FACULDADE DE LETRAS / CURSO DE PORTUGUÊS


DISCIPLINA: TEORIA DA LITERATURA 1-A
ORIENTADOR: PROF. DR. ROBERTO SARMENTO LIMA

Problematização da literatura: pela teoria da literatura e pela própria


literatura

Textos literários para reconhecimento da teoria:

1. Texto 1

Na época estava proibido fumar crack na Vintém. As coisas tinham fugido


do controle: muito roubo, briga, perturbação. Crack é foda. O que traz de
dinheiro traz de problema pra quem trabalha na boca. Pro morador é ainda
pior, porque aí é só perrengue, vergonha, preocupação. Uma coisa era certa:
parar de vender, os traficantes não iam, já estavam acostumados demais com
os lucros da pedra. A saída que encontraram foi criar essa lei proibindo o
consumo dentro da comunidade. Pra falar a verdade, não lembro com certeza
se a ordem valia pra toda a favela, ou apenas pra linha do trem, onde a parada
era mais frenética.
[...] A noite tinha acabado de cair, e quando o consumo era liberado era
esse o horário de pico. Juntava gente que saía do trabalho, da escola, os que
desciam do trem e os que acampavam pela favela. A noite protegia os que
tinham medo de explanar o vício. Quando escurecia, na linha do trem ninguém
tinha mais nome nem rosto pra quem passasse de fora, era tudo um único
monte de viciado.
Sempre lembro de uma mulher que conheci na linha do trem. Primeiro
ela tentou me vender um guarda-chuva, depois me contou que toda a sua
família era de Alagoas, e que ela deixou todos pra trás pra vir pro Rio com o
marido, tentar a vida, porque lá tava foda dele arrumar emprego. [...] Enquanto
a mulher caía em prantos, fiquei analisando o que restava de seus dentes,
pensando se era verdade aquela história ou se ela só estava se esforçando
muito pra me comover e conseguir algum dinheiro.
[...]
— Vocês só falam de droga, nunca vi.
— Isso é porque o mundo tá drogado, irmão.

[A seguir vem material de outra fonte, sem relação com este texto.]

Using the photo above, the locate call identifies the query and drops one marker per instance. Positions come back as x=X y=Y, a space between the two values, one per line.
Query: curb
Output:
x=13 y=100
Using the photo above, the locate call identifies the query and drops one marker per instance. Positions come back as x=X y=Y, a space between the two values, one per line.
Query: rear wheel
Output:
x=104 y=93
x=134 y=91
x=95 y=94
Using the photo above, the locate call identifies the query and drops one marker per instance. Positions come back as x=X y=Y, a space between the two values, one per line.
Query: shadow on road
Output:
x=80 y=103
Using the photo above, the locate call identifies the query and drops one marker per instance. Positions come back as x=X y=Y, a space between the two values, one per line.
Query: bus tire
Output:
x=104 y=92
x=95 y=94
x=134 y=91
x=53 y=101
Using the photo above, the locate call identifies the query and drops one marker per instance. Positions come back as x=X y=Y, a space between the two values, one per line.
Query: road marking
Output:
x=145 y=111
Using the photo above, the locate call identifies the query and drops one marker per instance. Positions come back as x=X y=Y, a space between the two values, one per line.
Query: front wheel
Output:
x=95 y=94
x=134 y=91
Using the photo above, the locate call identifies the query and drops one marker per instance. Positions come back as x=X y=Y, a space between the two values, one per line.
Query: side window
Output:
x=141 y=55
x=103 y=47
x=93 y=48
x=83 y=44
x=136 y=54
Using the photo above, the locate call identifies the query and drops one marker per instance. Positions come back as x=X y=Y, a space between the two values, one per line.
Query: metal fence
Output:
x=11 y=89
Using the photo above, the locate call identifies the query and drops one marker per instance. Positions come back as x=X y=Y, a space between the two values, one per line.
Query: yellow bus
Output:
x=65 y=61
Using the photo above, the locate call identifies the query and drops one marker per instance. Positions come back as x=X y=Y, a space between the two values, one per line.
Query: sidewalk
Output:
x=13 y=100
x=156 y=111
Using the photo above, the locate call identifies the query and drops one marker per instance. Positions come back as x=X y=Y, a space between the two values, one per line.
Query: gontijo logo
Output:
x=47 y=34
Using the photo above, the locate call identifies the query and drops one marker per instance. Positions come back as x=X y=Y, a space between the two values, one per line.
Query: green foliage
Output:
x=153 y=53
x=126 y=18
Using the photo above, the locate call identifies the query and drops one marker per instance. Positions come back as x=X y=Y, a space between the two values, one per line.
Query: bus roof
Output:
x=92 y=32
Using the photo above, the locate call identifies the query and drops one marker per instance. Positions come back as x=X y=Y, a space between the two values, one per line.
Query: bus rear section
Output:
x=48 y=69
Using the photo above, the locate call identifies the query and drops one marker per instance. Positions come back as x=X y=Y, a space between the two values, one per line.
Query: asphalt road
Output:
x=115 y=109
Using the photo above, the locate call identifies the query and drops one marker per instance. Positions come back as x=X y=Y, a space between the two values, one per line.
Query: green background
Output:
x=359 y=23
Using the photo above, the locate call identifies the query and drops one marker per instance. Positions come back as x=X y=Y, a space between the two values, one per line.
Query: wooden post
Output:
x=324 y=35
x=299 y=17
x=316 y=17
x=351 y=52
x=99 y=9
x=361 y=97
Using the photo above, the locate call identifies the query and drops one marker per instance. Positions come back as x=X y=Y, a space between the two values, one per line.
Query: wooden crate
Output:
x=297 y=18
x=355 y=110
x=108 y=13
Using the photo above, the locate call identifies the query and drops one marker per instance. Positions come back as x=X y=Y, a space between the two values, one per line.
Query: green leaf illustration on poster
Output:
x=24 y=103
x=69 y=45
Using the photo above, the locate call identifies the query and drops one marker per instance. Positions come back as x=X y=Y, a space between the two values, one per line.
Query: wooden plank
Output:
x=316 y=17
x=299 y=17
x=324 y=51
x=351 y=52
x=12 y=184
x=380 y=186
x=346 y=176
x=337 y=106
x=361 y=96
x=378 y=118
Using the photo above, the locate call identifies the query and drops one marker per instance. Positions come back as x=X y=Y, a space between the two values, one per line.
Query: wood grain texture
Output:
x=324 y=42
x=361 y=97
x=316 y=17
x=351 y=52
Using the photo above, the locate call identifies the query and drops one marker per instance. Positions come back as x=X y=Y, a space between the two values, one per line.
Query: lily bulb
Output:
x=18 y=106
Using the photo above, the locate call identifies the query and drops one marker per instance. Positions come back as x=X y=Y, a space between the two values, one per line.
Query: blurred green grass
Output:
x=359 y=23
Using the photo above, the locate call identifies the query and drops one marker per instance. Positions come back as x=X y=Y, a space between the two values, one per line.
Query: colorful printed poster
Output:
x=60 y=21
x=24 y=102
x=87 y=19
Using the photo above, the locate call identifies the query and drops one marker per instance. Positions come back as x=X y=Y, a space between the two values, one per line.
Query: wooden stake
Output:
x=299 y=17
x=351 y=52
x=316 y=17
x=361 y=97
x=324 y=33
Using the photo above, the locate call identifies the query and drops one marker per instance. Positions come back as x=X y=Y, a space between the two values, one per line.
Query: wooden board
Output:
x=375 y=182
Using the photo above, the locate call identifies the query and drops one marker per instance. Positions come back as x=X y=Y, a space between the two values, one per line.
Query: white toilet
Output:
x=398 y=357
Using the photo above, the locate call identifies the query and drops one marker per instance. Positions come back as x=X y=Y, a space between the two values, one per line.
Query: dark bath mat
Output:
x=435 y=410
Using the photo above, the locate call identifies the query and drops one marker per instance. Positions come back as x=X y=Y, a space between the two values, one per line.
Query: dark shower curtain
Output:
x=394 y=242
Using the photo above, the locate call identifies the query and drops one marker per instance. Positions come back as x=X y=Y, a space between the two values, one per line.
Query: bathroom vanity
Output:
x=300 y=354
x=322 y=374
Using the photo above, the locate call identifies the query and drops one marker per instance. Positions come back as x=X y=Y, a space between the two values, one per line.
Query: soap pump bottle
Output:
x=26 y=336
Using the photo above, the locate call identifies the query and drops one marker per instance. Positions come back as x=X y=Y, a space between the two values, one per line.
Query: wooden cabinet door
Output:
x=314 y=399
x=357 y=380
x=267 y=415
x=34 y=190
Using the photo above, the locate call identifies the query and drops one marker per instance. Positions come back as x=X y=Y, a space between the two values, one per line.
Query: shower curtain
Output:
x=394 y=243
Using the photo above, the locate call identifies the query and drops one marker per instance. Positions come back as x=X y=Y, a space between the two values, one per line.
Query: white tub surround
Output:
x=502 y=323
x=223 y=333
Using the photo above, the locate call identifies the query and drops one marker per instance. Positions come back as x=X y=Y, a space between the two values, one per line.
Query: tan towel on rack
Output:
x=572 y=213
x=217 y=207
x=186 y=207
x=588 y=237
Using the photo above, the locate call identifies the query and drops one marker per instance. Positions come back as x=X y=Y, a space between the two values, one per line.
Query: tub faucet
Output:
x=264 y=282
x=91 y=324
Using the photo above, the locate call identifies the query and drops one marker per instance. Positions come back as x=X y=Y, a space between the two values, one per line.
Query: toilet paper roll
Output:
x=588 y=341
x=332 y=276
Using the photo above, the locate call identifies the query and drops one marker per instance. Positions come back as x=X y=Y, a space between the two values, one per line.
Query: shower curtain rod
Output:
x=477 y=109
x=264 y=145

Até parece que tu não sabe.
Já te falei, vou falar de novo: uma semana sem drogas e o Rio de Janeiro para.
Não tem médico, não tem motorista de ônibus, não tem advogado, não tem
polícia, não tem gari, não tem nada. Vai ficar todo mundo surtando de
abstinência. Cocaína, Rivotril, LSD, balinha, crack, maconha, Novalgina, não
importa, mano. A droga é o combustível da cidade.
— A droga e o medo — concluí.
[...]
A música tocava no barzinho atrás da parede da estação. Não me lembro
bem, parece que o Felipe puxou o bonde cantando junto com o vocal do
Katinguelê e logo fomos atrás, batendo palma, abrindo os braços, dando risada.
Até cairmos no silêncio absoluto.
Eu nunca entendi esse movimento. Quero dizer, sempre me senti
profundamente incomodado com esses silêncios inexplicáveis. É sempre como
se alguma coisa estivesse rompendo. De um momento pro outro tudo se desfaz,
tudo desaba, e ficamos sozinhos frente ao abismo que é a outra pessoa. Daí
vem uma vontade de falar não sei o quê, só pra tentar reunir uns pedaços da
gente, meia dúzia de restos espalhados pelo mistério que é a convivência.
[...] Muitas vezes a gente fica fumando um tempão sentado e não sente
nada, aí quando levanta é que percebe que tá chapado. [...] Não entendi o que
estava acontecendo e aquilo começava a me incomodar.
[...]
Aos poucos minha pressão foi voltando ao normal, olhei pros moleques e
parecia que era a primeira vez que os via naquela noite. [...] Vi meus amigos
ganhando cada vez mais distância de mim, que perdia velocidade por estar
pensando: “Um dia ainda escrevo essa história”.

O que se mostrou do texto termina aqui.